Third. The enactment of suitable laws for Indian reservations. In the annual reports of this office for some years past the necessity for a judicial system or code of laws for the Indians has been specially commented

upon. At the last session of Congress, House bill No. 350, as amended, was favorably reported from the House Committee on Indian Affairs. It reads as follows:

Be it enacted by the Senate and House of Representatives of the United States of America in Congress assembled,

That the provisions of the laws of the respective States and Territories in which are located Indian reservations, relating to the crimes of murder, manslaughter, arson, rape, burglary, larceny, and robbery, shall be deemed and taken to be the law and in force within such reservation; and the district courts of the United States within and for the respective districts in which such reservations may be located in any State, and the territorial courts of the respective Territories in which such reservations may be located, shall have original jurisdiction over all such offenses which may be committed within such reservations.

In respect to all that portion of the Indian Territory not set apart and occupied by the Cherokee, Creek, Choctaw, Chickasaw, and Seminole Indian tribes the provisions of the laws of the State of Kansas relating to the crimes of murder, manslaughter, arson, rape, burglary, and robbery shall be deemed and taken to be the law and in force therein; and the United States district court held at Fort Scott, Kansas, shall have exclusive original jurisdiction over all offenses arising in said portion of the Indian Territory.

The place of punishment of any and all of said offenses shall be the same as for other like offenses arising within the jurisdiction of said respective courts.

A similar bill (S. 1560) was also introduced in the Senate.

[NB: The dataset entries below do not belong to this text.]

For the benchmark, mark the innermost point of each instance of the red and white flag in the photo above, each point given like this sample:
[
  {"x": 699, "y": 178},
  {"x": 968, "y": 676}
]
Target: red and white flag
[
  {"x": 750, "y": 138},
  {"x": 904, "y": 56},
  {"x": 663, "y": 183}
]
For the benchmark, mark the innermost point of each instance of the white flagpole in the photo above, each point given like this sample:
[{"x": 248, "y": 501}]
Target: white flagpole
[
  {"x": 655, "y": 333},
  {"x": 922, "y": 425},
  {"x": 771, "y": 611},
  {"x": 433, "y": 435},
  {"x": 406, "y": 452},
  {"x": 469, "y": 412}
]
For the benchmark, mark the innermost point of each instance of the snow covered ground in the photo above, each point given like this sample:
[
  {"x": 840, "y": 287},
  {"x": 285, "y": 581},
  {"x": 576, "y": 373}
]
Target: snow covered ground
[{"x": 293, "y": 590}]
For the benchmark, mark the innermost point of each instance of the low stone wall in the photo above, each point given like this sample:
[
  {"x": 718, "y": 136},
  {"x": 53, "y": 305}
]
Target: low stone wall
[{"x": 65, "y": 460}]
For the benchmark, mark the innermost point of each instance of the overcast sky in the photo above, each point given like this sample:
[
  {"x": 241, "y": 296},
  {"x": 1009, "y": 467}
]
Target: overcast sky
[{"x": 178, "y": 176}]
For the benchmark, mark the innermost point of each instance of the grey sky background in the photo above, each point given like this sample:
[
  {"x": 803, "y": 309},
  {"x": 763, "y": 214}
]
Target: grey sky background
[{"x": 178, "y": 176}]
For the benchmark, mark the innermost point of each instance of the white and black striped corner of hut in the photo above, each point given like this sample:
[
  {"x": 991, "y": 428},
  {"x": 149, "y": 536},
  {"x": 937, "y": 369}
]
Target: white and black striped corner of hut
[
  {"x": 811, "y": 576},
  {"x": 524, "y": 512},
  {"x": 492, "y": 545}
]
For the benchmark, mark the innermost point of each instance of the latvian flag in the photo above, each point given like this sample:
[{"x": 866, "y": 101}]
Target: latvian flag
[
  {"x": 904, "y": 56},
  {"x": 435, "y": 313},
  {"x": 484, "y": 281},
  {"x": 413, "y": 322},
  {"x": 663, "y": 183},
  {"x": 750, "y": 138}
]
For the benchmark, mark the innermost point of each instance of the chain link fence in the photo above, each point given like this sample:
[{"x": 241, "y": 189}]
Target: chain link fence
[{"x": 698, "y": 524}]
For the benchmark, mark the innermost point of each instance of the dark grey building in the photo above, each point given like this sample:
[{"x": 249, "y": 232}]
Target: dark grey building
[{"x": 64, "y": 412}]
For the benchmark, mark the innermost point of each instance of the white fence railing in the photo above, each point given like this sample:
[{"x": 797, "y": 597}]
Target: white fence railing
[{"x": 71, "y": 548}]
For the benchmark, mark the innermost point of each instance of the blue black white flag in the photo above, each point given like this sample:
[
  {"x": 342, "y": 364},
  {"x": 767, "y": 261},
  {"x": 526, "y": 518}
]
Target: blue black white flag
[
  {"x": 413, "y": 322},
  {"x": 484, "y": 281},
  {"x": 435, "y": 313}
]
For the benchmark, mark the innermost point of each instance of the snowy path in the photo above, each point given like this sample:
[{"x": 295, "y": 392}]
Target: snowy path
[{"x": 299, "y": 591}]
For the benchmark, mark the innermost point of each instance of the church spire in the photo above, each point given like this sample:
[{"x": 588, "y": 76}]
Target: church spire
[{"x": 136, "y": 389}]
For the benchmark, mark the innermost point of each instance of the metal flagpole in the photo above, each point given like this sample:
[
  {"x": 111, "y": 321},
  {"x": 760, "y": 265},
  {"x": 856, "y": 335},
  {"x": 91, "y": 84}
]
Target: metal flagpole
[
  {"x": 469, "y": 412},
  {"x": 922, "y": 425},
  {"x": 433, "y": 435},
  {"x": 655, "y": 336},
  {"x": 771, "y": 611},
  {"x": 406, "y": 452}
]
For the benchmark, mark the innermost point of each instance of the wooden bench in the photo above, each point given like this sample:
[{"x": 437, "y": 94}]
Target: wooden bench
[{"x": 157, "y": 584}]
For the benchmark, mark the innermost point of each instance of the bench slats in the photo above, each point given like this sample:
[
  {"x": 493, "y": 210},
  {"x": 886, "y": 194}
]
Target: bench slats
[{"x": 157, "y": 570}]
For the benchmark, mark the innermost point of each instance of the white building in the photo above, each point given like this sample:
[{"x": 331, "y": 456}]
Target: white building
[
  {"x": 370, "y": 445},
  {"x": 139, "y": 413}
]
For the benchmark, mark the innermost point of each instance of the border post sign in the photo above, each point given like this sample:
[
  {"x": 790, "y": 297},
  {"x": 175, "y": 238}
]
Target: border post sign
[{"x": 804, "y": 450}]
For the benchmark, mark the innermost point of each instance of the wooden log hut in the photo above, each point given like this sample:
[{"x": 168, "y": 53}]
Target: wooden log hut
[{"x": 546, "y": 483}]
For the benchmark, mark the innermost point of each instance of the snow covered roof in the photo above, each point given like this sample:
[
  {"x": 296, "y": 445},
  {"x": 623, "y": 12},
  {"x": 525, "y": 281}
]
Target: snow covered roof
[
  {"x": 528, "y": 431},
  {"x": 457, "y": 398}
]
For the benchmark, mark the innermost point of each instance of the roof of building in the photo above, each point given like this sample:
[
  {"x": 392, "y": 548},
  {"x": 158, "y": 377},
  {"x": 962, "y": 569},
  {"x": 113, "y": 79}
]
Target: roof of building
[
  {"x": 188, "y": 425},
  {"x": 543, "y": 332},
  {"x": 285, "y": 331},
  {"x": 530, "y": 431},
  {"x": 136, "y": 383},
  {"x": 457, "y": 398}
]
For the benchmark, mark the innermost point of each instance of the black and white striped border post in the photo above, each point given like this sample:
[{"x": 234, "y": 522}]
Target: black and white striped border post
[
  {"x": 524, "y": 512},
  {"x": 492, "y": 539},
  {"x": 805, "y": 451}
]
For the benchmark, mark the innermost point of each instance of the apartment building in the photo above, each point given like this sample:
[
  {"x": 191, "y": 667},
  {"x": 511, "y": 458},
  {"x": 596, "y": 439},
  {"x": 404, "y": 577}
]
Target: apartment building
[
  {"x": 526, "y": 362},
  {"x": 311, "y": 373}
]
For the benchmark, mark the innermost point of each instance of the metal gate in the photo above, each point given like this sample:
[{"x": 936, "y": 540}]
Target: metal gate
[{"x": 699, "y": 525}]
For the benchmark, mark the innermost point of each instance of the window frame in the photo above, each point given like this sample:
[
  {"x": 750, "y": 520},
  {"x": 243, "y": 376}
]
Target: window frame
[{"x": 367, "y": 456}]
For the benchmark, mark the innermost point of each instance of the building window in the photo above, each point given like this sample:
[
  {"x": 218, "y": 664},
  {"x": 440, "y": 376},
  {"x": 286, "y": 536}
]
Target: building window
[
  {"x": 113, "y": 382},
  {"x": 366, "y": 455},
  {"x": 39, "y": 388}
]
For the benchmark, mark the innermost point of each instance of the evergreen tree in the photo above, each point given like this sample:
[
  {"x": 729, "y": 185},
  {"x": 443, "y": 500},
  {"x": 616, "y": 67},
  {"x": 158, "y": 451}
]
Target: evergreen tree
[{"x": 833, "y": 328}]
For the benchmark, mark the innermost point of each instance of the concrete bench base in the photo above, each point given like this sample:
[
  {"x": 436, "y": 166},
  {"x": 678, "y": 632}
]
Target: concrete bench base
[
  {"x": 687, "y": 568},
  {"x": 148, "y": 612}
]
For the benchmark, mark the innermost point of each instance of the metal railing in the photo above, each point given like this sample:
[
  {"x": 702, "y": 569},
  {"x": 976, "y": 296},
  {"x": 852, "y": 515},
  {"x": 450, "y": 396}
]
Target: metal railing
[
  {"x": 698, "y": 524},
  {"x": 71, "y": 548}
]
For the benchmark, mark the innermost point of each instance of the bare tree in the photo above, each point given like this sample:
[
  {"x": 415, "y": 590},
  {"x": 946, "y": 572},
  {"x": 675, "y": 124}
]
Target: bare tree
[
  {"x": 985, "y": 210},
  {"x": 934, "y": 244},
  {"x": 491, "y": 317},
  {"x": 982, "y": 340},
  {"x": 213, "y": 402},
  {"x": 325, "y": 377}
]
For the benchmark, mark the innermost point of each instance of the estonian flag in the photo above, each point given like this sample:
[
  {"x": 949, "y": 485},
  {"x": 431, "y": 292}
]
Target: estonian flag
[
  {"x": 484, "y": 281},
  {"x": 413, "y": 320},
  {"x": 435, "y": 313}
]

I also refer to House bill No. 3437, 46th Congress, 2d session, as conferring a more extended jurisdiction.

It is of the utmost importance that some such measure as the foregoing should be passed, not only in the interest of peace and good order among the Indians, but also as a necessary factor in the work of their civilization. Under the present system, outside of the five civilized tribes, crimes and offenses committed by one Indian against the person and property of another are remitted to tribal laws or customs for punishment. It is time that this relic of barbarism should cease. The Indian should be taught to know and respect the same law which governs the white man, and to recognize the fact that, while he is amenable to the law, he is equally entitled to its protection and privileges.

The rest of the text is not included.